De inmediato el Doctor Velásquez me hizo sentar frente a su escritorio y procedió a preguntar sobre el motivo de mi consulta, cuánto tiempo hacía que sentía esa dolencia, si en mi familia había alguien padeciendo lo mismo… en fin, detalles que le permitieran tener una idea clara de lo que estaba afectando mi salud. Me indicó que subiera a una báscula digital. Luego me hizo acostar en una camilla, hizo un registro de mi presión arterial y procedió a auscultarme. Aspire profundo. Suelte. Aspire. Suelte. Me tomó la temperatura. Introdujo algo en mi cavidad auditiva. Me puso la luz de una linterna en los ojos. ¿Fuma? Es que lo escucho toser con frecuencia. Le manifesté que no, que no era tos de fumador. Que era tos de viejo profesor por haber tragado tiza de cal durante 17 años. Finalmente pidió que me sentara de nuevo frente a su escritorio para comunicar el diagnóstico: No es nada grave, don Manuel; parece ser un problema en el oído medio, pero si no lo remito al especialista ahora mismo y no tratamos esto con algunos medicamentos, entonces sí tendrá de que preocuparse.  Escribió algunas cosas en los formatos de la carpeta que constituían mi historia clínica y extendiendo su mano, después de treinta y cinco minutos, me despidió con recomendaciones de seguir al pie de la letra su tratamiento.

*** 

Hace poco tuve que regresar a consulta médica y pregunté por el Doctor Velásquez. Me contestaron que ya no trabajaba allí. Renunció. Al entrar al consultorio vi a una mujer joven, demasiado joven para ser una profesional de la medicina. Como no soy de los que abre brechas generacionales ni desconfía totalmente de la capacidad de los neófitos, asumí con naturalidad el rol de paciente. Sentada frente a la pantalla de un computador, sin siquiera dirigirme la mirada, me dijo: siéntese. Silencio milenario. La doctora continuó frente al computador y -siempre sin mirarme- preguntó: ¿Qué te pasa? Intenté decirle que a eso acudía a su consultorio: a que indicara qué me pasaba, pero no quise entrar en diálogo con una espada guerrera en la mano. Le solté el rollo: Es lo del oído, mire que... Ah, no, es sólo el derecho… Sí, los grillos me chirrían todo el tiempo… Claro, el vértigo es una cosa muy jodida… Sin darse tiempo para nada, me tomó la presión arterial y recorrió mi espalda con el estetoscopio. Regresó al computador y se dio a la tarea de digitar tan veloz como si estuviera chateando. ¿Tu mamá o tu papá sufren de la presión o tienen problemas de colesterol? ¿Es alérgico a alguna medicina? ¿Te le han hecho alguna cirugía?  No. No. Sí. El examen-encuesta tardó más o menos diez minutos. Quince, siendo muy generoso con la doctora. Sin darme la mano, deslizó hacia mí una tira de papel y me indicó que en la recepción podía reclamar la fórmula. Chao.
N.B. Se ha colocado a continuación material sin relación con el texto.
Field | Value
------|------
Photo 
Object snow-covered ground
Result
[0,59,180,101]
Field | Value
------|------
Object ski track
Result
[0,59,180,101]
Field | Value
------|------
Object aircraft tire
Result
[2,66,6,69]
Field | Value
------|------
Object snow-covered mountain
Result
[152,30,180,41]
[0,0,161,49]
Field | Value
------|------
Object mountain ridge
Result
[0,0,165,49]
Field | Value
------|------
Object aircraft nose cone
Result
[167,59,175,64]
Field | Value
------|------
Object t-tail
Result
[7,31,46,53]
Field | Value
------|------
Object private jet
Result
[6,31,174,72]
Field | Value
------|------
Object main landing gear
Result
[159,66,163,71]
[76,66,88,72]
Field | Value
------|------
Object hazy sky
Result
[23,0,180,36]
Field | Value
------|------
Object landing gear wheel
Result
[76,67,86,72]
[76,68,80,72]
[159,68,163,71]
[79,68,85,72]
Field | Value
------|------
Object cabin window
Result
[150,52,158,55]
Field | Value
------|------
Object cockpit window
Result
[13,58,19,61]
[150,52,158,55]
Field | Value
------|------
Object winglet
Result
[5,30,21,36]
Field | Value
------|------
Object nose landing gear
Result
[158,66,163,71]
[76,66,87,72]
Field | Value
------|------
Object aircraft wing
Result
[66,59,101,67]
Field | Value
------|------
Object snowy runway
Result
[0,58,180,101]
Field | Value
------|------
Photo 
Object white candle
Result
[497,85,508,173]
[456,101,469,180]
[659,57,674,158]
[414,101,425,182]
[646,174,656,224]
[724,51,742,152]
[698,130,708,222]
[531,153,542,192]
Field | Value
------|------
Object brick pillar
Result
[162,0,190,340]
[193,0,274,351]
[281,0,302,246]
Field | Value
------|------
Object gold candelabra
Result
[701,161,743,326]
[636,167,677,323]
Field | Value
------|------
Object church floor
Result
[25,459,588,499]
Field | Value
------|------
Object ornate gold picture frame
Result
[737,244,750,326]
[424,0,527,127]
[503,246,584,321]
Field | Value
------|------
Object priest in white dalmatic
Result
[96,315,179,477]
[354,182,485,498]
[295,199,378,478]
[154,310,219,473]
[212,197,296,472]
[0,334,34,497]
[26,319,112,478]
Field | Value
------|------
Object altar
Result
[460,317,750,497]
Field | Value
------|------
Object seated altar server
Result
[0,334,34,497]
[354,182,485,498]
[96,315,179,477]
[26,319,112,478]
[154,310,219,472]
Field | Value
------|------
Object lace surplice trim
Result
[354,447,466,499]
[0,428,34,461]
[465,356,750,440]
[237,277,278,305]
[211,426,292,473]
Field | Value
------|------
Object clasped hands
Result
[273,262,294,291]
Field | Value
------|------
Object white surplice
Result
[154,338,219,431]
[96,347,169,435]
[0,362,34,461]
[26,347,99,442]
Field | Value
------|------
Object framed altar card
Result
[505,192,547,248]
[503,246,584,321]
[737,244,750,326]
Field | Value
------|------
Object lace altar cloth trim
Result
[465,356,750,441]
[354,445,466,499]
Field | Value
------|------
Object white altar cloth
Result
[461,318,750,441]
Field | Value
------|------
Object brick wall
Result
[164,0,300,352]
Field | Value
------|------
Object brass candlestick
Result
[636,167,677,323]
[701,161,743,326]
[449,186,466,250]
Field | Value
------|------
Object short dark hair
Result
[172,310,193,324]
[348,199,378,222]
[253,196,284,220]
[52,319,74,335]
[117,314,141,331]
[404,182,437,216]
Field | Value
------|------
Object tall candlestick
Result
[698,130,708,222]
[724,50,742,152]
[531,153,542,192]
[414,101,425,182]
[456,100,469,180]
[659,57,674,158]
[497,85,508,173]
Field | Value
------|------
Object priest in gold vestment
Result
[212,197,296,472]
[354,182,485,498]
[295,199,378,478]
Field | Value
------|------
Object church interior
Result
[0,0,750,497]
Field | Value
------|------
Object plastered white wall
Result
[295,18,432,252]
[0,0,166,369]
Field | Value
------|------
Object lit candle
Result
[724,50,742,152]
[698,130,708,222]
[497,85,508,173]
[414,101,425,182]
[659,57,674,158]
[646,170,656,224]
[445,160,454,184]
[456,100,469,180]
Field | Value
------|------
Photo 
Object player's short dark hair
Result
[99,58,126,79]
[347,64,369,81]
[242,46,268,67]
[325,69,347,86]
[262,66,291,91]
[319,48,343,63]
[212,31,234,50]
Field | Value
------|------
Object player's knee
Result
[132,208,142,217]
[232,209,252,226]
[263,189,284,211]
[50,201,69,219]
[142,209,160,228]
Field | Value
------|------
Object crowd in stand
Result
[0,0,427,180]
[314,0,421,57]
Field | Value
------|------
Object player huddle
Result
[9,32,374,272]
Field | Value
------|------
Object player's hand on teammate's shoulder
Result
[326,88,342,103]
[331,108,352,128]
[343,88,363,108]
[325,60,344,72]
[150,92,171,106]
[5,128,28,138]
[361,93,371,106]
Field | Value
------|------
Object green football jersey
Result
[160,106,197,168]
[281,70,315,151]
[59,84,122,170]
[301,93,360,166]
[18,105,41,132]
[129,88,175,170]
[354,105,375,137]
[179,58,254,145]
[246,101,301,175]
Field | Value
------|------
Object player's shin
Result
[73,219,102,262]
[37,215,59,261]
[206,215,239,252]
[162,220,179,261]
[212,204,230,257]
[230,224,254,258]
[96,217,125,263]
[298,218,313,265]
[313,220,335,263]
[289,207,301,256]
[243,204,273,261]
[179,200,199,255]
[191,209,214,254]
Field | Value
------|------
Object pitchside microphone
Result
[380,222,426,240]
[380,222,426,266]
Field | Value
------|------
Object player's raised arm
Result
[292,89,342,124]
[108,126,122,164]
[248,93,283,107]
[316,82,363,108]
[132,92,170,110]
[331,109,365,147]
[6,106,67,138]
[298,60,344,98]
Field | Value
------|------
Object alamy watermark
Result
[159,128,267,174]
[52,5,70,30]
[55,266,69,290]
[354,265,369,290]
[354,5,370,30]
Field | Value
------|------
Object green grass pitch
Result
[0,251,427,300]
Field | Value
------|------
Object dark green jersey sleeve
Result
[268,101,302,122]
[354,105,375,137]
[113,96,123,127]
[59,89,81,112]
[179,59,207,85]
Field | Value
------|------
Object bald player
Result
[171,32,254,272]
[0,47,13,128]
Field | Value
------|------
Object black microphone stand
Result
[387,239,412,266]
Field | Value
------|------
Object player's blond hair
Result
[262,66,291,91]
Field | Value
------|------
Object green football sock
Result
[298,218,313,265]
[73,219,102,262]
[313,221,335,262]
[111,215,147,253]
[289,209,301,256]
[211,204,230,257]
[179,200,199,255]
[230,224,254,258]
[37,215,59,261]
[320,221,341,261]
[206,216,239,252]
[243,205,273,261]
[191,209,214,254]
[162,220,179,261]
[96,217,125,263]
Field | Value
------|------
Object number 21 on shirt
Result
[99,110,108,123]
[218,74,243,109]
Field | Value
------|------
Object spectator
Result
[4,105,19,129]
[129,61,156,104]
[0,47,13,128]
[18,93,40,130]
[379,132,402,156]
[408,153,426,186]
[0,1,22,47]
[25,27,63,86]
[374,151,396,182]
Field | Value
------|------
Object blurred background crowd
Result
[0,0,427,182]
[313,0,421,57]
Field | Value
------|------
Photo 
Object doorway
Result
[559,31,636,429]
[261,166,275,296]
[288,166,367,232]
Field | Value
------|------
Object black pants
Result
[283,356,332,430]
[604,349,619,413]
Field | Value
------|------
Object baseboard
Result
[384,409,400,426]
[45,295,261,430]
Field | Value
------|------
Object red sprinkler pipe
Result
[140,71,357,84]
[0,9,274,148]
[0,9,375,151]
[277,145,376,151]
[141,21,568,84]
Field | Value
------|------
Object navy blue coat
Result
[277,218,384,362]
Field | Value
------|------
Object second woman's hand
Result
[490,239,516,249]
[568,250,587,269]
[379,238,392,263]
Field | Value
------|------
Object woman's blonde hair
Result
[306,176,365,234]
...frente a la pantalla de un computador, sin siquiera dirigirme la mirada
Ya con la fórmula en la mano y la prescripción de acetaminofén a la lata, entendí por qué el Doctor Velásquez ya no trabajaba allí. Es que se demoraba veinte o treinta minutos más con el paciente. Es que prescribía medicamentos de calidad, que incluso no estaban incluidos en el POS, con la advertencia de que: De pronto tiene que comprar algunos, don Manuel. Es que en la universidad el Doctor Velásquez sí asistió a las clases de ética hipocrática. Es que, sin importar la edad o la experiencia, hay una gran diferencia entre un Doctor y un doctor. O una doctora.